Вархан Серрос остановился у помоста, где томились прикованные молоденькие девицы. Кромники вокруг него положили руки на рукояти мечей и сомкнули ряды, образуя живую стену, тем отсекая люд от своего хозяина.
– Кто продаёт? – бросил Вархан Серрос так, словно спрашивал цену за пучок травы. Он даже не повернул головы, не счёл нужным взглянуть на рабовладельца-надсмотрщика.
Того заметно передёрнуло, в глазах мелькнула тревога. Плеть он торопливо сунул за пояс, спрятал хвосты и, слегка сгорбившись, неуверенно двинулся к архонту. При этом косился на кромников, боясь лишним своим движением вызвать их реакцию.
* * *
Он знал, эти разбираться не станут. Однажды его предшественник, решив поторговаться с самим Варханом Серросом, по привычке махнул руками, показывая, что названная тем цена слишком низка. Телохранители архонта поняли это по-своему.
Всего-то был обычный взмах, быстрый жест, которым надсмотрщик хотел выразить недовольство. Но для кромника из охраны архонта это выглядело как покушение. Как угроза жизни его господину.
Стражник рванул вперёд так стремительно, что воздух едва колыхнулся. Меч выскочил из ножен почти беззвучным щелчком, и валессарийский клинок рассек торговца от плеча до пупа точным, выверенным ударом.
Настоящий валессарийский металл – древний и закалённый, острый, как бритва, и крепкий, будто скала после сотен бурь.
Надсмотрщика разрубило почти надвое. Тело ещё не коснулось земли, а кишки уже высыпались на доски. А кромники продолжали движение: двое подхватили труп на пики, проткнув насквозь, словно тряпичную куклу.
Такой была их реакция, мгновенной и отточенной, безукоризненно смертельной.
И вот сейчас одноглазый надсмотрщик по имени Кривой Урхан, держался на почтительном расстоянии от них. Колени его дрогнули, когда он приблизился к архонту войны, чуть согнувшись, будто хотел стать ниже собственной тени. Пот струился по грязным вискам.
– Благостин… – пробормотал Кривой Урхан, голос дрожал от напряжения. – Благостин…
Он сглотнул, оглянулся на стражников, будто проверяя, не решат ли они, что его слова звучат дерзко.
– Я здесь принимаю плату, оформляю грамоту на покупку и владение рабами… – выдавил он. – Вас интересуют эти девицы?

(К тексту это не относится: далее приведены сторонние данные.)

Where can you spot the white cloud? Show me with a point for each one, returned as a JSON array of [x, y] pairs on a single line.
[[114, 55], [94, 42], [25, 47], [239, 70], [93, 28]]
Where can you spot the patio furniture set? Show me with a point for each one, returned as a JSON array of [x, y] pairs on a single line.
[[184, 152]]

Он осторожно ткнул подбородком, лишь бы не рукой, в сторону прикованных.
– Это степные, благостин. У них ноги… коротки, как у водных ящерок. Лучше… э-э… лучше возьмите вон ту, валессарийку. У них самые длинные ноги, а грудь… посмотрите на ее грудь.

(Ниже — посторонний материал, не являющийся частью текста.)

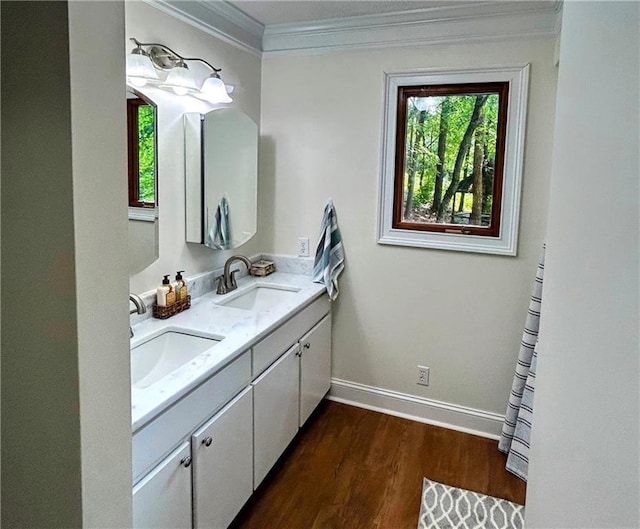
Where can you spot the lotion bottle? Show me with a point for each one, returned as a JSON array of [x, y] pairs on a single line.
[[180, 287], [165, 294]]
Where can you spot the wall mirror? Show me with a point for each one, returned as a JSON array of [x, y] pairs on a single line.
[[142, 155], [221, 170]]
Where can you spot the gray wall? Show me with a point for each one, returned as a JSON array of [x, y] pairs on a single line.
[[399, 307], [584, 459], [65, 388]]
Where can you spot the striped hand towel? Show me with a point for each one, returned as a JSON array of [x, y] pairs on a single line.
[[329, 261], [219, 237]]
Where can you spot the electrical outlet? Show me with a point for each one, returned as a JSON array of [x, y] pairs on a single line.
[[423, 376], [303, 247]]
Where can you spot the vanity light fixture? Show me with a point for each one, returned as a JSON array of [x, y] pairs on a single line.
[[147, 58]]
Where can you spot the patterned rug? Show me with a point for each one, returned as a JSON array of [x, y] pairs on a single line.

Он повернул голову едва заметно, всё ещё боясь сделать хоть какой-то жест.
Там, чуть поодаль, у столба стояла женщина в рваных клочьях шёлка. Когда-то это было дорогое платье. Теперь оно едва прикрывало её тело. Взгляд яростный и непокорный. Не такой, как у степнячек с опущенными головами.
Кривой Урхан чуть поморщился, глядя на неё, но тут же опустил взгляд в пыль перед собой, ожидая, что скажет архонт.
Я повернул голову и посмотрел туда, куда кивнул трус-работорговец. Она стояла прямо, с высоко поднятым подбородком, будто не чувствовала цепей. Будто это не рынок рабов, а её собственная обитель. Никто из покупателей не заставил её склониться. Она, как и я, не умела кланяться.
Но сейчас её жизнью, как и моей, распоряжались другие.
– Мне не нужна валессарийка, – тем временем небрежно бросил Вархан Серрос. – Они слишком строптивы. Мне нужна кроткая служанка для императрицы.
Урхан торопливо заговорил, все еще пытаясь унять дрожь в голосе:
– Конечно… конечно, благостин…
Он вскинул руки, показывая готовность угождать, и тут же отпрянул, будто от огня. Понял, что размах вышел слишком широким. Руки ушли в стороны почти на два локтя. Этот жест кромники легко могли принять за угрозу. Достаточно было оступиться, чтобы потерять не только равновесие, но и кисти.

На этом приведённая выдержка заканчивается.